Otro tema recurrente es el de sentimiento de comunidad. Mientras que en las entrevistas francesas muchas y muchos afirman que en el Reino Unido tienen más visibilidad, los británicos miran hacia Estados Unidos. Johny, originario de Sheffield y actualmente asentado en Londres, opina que: “Los afroamericanos tuvieron el movimiento por los derechos civiles, se unieron para conseguirlo de manera muy fuerte, por lo que ser afroamericano es algo muy diferente de otras formas de ser negro en otro sitio”.

La religión, las relaciones personales o, por supuesto, el colonialismo también están presentes. Este último especialmente en los testimonios británicos. Como explica Abraham Popoola (parte del equipo realizador de Ackee & Saltfish): “Imagínate que alguien entra en tu casa, te lo roba todo, te esclaviza, se va y después de todo eso, aún le debes dinero. Es exactamente lo que Gran Bretaña le ha hecho a Nigeria”. Quizá la frase que engloba todos los sentimientos expresados, sea la del británico Kevin Morosky: “Es como una puta fiesta a la que no has sido invitado y que lleva celebrándose más de 500 años”.

Inspiraciones

Mientras que Cecile Emeke ha mencionado al director y productor afroamericano Terence Nance como referencia, la realizadora Amelia Umuhire la ha citado a ella como una de sus inspiradoras. Alemana con orígenes ruandeses ha comenzado la webserie Polyglot, protagonizada por su hermana Amanda Mukasonga. La protagonista, Babiche Papaya, es una poetisa/actriz/rapera afroeuropea que intenta encontrar su lugar en una ciudad poblada por ciudadanos berlineses procedentes de diferentes lugares (de ahí el título que apela a la diferencia de idiomas) mientras intenta conformar su identidad como joven negra de orígenes africanos en Europa.

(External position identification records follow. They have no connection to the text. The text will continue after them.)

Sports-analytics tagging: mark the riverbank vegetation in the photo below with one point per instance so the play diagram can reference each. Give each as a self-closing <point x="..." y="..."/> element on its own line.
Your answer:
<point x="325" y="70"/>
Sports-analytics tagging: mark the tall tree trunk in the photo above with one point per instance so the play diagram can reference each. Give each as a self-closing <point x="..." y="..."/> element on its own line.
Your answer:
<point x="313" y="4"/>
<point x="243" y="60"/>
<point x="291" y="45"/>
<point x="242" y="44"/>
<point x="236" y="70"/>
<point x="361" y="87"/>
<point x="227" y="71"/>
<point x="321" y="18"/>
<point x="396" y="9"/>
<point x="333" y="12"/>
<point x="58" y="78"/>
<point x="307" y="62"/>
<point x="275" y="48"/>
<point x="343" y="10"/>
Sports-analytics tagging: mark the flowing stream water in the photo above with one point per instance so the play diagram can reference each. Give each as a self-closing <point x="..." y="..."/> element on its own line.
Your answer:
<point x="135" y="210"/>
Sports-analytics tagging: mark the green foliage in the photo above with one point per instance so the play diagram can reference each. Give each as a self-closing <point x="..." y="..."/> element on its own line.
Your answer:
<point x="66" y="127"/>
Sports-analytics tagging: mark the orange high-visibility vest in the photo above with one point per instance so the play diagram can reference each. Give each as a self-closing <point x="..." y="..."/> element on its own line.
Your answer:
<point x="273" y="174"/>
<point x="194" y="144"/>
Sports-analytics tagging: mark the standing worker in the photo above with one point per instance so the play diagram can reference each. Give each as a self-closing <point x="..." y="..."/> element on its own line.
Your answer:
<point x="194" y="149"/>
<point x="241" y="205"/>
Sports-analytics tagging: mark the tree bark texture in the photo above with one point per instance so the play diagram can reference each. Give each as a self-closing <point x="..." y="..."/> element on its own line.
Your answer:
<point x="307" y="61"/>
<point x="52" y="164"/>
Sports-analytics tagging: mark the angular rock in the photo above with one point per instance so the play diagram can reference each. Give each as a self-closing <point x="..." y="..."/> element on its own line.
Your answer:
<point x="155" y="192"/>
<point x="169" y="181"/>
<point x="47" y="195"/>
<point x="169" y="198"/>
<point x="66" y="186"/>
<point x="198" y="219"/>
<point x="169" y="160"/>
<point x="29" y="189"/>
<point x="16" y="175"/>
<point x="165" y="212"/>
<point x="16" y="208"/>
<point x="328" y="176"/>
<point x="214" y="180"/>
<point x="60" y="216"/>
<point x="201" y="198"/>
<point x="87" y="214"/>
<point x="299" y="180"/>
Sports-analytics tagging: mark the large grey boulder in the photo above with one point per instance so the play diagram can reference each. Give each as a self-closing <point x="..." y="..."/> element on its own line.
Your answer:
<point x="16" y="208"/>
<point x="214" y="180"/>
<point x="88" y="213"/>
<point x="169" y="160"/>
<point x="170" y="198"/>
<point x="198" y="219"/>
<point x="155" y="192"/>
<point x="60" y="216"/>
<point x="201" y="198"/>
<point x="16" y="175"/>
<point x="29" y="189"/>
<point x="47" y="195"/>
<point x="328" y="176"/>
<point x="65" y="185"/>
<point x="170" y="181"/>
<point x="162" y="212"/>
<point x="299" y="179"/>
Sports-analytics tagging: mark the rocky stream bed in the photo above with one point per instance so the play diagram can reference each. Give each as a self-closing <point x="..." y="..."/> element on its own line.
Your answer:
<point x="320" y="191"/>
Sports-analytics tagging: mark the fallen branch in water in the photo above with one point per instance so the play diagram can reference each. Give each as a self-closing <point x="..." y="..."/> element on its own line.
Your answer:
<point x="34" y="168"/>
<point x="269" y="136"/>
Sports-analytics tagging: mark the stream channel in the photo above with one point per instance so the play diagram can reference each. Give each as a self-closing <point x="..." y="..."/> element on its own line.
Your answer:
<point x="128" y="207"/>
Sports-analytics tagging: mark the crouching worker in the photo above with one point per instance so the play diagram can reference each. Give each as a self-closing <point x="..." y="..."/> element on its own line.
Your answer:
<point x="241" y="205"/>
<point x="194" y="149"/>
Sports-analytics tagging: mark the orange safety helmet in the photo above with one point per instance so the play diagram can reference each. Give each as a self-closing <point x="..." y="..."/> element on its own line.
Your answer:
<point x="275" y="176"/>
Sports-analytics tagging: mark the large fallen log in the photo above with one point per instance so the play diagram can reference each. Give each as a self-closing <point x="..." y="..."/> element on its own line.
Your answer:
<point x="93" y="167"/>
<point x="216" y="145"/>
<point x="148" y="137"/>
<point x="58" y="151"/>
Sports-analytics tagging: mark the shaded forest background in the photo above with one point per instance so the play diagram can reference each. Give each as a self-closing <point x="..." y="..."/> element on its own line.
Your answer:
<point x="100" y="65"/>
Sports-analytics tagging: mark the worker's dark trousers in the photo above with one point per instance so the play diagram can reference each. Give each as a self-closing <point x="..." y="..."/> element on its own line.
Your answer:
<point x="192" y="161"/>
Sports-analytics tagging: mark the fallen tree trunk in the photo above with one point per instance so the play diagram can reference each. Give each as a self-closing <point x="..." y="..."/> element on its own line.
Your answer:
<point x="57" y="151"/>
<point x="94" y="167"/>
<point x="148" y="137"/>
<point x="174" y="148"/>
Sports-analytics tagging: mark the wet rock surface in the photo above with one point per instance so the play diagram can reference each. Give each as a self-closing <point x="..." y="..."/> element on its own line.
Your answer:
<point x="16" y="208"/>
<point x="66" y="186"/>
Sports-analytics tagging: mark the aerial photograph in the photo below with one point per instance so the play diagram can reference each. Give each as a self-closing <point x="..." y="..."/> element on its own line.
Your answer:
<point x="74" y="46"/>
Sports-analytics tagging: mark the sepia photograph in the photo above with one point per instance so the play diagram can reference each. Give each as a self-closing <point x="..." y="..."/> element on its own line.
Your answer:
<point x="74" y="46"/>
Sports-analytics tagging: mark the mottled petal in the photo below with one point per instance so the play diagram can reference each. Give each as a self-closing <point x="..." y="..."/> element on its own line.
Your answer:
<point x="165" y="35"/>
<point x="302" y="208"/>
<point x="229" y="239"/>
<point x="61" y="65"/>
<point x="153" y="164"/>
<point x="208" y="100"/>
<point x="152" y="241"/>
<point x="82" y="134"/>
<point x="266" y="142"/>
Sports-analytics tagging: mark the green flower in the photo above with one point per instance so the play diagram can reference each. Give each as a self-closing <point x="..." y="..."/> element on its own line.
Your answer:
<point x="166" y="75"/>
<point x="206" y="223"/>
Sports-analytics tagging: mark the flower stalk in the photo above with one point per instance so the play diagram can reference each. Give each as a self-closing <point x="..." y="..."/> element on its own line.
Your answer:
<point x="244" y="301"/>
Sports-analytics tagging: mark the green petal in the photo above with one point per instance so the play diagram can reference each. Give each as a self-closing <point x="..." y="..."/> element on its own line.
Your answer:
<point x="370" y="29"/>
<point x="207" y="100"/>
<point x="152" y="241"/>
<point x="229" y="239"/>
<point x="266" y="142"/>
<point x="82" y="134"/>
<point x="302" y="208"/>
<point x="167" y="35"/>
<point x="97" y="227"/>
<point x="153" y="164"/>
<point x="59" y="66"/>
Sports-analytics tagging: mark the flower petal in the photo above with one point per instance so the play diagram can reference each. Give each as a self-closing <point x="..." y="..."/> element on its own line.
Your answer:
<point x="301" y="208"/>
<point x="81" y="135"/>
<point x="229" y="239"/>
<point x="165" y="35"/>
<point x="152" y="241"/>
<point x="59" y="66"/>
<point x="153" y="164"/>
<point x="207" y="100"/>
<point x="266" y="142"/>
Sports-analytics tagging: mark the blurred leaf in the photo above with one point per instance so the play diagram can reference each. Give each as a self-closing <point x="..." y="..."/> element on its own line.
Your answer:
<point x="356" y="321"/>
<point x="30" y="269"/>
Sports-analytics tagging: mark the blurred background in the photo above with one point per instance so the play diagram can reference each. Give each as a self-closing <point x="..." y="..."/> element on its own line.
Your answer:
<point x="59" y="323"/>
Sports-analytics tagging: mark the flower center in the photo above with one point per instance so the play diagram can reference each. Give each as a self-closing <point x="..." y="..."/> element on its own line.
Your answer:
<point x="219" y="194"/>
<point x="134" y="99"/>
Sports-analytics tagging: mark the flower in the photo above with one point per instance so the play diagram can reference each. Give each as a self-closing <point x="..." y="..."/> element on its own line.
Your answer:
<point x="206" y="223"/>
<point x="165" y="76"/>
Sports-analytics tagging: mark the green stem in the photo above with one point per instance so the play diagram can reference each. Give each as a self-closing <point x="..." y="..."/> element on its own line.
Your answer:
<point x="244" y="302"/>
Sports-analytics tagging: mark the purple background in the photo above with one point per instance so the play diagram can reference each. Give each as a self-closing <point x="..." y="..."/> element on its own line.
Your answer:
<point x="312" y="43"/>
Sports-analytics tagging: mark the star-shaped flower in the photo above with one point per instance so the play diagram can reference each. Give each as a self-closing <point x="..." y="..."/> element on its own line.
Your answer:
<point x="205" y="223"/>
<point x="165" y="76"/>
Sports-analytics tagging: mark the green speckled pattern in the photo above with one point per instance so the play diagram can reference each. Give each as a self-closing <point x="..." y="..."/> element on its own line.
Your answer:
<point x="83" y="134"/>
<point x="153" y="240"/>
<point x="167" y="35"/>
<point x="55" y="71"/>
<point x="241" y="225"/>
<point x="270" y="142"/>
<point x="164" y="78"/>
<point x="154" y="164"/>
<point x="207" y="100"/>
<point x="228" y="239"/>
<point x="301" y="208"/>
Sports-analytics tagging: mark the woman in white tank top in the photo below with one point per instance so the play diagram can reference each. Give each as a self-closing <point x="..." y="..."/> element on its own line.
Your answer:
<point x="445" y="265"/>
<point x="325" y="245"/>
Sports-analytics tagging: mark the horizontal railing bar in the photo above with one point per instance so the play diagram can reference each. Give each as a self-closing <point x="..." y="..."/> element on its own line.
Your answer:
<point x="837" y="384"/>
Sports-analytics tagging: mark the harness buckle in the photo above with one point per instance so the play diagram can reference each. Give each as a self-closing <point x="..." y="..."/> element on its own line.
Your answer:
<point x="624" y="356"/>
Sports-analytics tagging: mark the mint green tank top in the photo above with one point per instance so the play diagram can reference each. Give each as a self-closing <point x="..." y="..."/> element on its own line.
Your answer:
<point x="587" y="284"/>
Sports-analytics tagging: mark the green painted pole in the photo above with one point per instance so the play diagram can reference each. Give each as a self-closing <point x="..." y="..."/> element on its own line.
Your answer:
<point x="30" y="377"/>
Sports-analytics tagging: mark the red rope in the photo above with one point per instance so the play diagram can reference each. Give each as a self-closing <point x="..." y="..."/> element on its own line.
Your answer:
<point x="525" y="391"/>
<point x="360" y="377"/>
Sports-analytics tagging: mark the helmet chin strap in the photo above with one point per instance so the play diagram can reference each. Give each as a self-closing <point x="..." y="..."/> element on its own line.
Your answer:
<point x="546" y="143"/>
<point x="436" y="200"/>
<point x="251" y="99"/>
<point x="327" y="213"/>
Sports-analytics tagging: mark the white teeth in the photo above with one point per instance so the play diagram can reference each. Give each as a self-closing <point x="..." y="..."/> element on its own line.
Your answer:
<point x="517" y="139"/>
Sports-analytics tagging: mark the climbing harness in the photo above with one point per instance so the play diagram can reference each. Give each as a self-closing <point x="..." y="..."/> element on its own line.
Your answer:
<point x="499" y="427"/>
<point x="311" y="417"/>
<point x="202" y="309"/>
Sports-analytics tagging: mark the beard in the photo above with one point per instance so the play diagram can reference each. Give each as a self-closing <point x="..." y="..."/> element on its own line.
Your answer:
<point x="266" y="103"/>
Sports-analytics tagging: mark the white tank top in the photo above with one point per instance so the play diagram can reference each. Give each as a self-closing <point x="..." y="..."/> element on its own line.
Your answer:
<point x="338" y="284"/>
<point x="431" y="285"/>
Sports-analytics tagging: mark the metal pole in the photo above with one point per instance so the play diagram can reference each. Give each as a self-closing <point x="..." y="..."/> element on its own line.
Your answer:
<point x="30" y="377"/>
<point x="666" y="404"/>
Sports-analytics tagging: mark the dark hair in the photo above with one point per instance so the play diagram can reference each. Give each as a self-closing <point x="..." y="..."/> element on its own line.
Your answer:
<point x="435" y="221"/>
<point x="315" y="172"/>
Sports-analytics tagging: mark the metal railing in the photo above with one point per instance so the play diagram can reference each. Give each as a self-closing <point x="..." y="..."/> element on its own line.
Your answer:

Sin compartir el carácter humorístico de la serie de Emeke, se alinea con la obra de ésta en el intento de ofrecer al público una visión de la sociedad desde una óptica diferente al predominante en las ficciones occidentales, en las que los creadores negros (y especialmente las creadoras) apenas tienen representación. Como afirma Emeke, citando a Toni Morrison: “Si hay un libro que quieres leer pero no se ha escrito aún, entonces tienes que escribirlo tú”.